Often, Santian ties leather shoes on his long legs and climbs Kileleoni Hill, the highest point in the Mara. It is still wild enough to find impala carcasses hanging from tree limbs where leopards have stored them. From the top, Santian can look 60 miles south into Tanzania and the immense green-grass sea of the Serengeti. There, honking wildebeest mill in huge June flocks that will soon merge like floodwaters and burst across the border, bounding through rivers that boil with crocodiles awaiting their annual northward migration, with lions and leopards dozing above in the tortilis trees, needing only to roll over to make a kill.

The Serengeti has long been an object of Maasai bitterness: half a million square kilometers from which they were swept away in 1951, for a theme park cleansed of a keystone species, Homo sapiens, to humor Hollywood-bred tourist delusions of Africa as wilderness primeval. But Maasai naturalists like Santian are now grateful for it: the Serengeti, blessed with perfect volcanic soils for grassland, is gene bank to the richest concentration of mammals on Earth, a source from which species might one day radiate and repopulate the rest of the planet, if it comes to that.
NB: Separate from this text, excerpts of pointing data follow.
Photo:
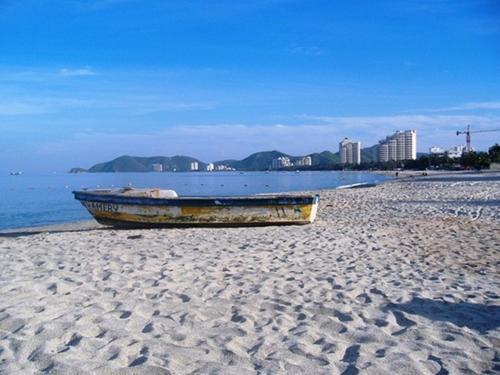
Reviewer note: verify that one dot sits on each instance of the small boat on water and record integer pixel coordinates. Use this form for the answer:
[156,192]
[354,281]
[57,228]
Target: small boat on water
[140,208]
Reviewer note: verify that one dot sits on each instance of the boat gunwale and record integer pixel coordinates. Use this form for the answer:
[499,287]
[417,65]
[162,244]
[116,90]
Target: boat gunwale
[255,200]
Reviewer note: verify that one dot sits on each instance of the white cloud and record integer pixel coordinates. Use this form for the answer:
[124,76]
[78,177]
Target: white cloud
[470,106]
[87,71]
[235,141]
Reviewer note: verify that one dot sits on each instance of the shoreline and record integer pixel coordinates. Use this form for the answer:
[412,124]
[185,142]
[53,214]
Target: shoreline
[405,176]
[399,276]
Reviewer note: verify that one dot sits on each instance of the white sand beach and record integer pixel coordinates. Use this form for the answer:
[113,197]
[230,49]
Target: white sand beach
[400,278]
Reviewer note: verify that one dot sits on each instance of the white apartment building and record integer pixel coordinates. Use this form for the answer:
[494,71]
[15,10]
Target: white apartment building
[435,150]
[350,151]
[157,167]
[402,145]
[194,166]
[281,162]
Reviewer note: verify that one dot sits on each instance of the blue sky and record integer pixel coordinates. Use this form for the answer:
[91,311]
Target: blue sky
[86,81]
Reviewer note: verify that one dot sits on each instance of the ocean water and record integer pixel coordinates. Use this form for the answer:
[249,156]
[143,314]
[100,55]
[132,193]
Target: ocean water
[31,200]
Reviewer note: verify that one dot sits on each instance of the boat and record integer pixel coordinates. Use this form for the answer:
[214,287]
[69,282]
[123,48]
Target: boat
[146,208]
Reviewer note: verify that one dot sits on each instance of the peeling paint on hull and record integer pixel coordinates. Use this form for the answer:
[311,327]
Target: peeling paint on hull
[122,211]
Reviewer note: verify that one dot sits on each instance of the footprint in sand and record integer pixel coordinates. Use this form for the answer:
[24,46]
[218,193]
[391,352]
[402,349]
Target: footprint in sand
[138,361]
[74,340]
[351,356]
[402,321]
[126,314]
[148,328]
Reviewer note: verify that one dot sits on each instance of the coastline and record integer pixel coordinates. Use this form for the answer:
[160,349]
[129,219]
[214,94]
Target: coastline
[398,277]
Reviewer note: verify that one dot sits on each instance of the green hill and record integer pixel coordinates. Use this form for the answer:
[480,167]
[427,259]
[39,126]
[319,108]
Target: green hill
[145,164]
[259,161]
[256,162]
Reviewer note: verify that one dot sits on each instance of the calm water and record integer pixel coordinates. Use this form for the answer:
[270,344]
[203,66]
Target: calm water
[31,200]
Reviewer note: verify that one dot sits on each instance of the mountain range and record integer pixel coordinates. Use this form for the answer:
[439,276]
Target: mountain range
[258,161]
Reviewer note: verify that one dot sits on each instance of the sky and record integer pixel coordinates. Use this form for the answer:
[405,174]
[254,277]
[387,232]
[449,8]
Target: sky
[85,81]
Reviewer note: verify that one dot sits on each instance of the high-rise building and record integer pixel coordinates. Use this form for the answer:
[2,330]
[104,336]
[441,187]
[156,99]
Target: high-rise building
[350,152]
[402,145]
[306,161]
[281,162]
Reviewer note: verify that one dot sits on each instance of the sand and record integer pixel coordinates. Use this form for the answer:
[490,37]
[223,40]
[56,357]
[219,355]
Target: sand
[400,278]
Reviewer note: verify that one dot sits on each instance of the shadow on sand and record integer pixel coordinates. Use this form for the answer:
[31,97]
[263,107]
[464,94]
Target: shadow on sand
[479,317]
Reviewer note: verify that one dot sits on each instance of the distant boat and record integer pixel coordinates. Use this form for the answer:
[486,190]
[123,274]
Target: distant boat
[139,208]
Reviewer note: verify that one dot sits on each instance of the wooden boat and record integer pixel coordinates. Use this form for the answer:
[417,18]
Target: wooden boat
[163,208]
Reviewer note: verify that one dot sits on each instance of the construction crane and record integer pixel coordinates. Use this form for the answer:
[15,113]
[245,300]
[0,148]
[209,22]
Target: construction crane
[468,133]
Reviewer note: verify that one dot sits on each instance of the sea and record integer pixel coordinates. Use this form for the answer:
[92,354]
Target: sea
[29,200]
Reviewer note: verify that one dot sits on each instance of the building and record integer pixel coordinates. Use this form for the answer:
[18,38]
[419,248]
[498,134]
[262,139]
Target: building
[456,152]
[222,167]
[435,150]
[157,167]
[306,161]
[402,145]
[350,152]
[281,162]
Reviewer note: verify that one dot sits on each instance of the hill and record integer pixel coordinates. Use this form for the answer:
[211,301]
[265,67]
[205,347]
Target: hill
[128,163]
[259,161]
Huge as it is, however, naturalists worry about how the Serengeti will maintain all those uncountable gazelles, let alone elephants, if everything surrounding it turns into farms and fences.

There isn’t enough rain to change all the savanna into arable farmland. But that hasn’t stopped the Maasai from multiplying. So far married to only one woman, Partois ole Santian decided to stop right there. But Noonkokwa, the childhood girlfriend he wed upon completing his traditional warrior training, was horrified to learn that she might be in this marriage alone, with no female companions.

“I’m a naturalist,” he explained to her. “If all the wildlife habitat disappeared, I’d have to farm.” Before subdividing began, Maasai considered farming beneath the dignity of men chosen by God to pastor cattle. They wouldn’t even break sod to bury someone.

Noonkokwa understood. But she was still a Maasai woman. They compromised at two wives. But she still wanted six children. He was hoping to hold it to four; the second wife, of course, would want some, too.

Only one thing, too terrible to contemplate, might slow all this proliferating before all the animals go extinct. The old man, Koonyi, had said it himself. “The end of the Earth,” he called it. “In time, AIDS will wipe out humans. The animals will take it all back.”

AIDS isn’t yet the nightmare for the Maasai that it has become for sedentary tribes, but Santian saw how it could be soon. Once, Maasai only traveled on foot through savannas with their cows, spear in hand. Now some go to towns, sleep with whores, and spread AIDS on their return. Even worse are the lorry drivers who now show up twice a week, bringing gasoline for the pickups, motor scooters, and tractors that Maasai farmers purchase. Even young uncircumcised girls are getting infected.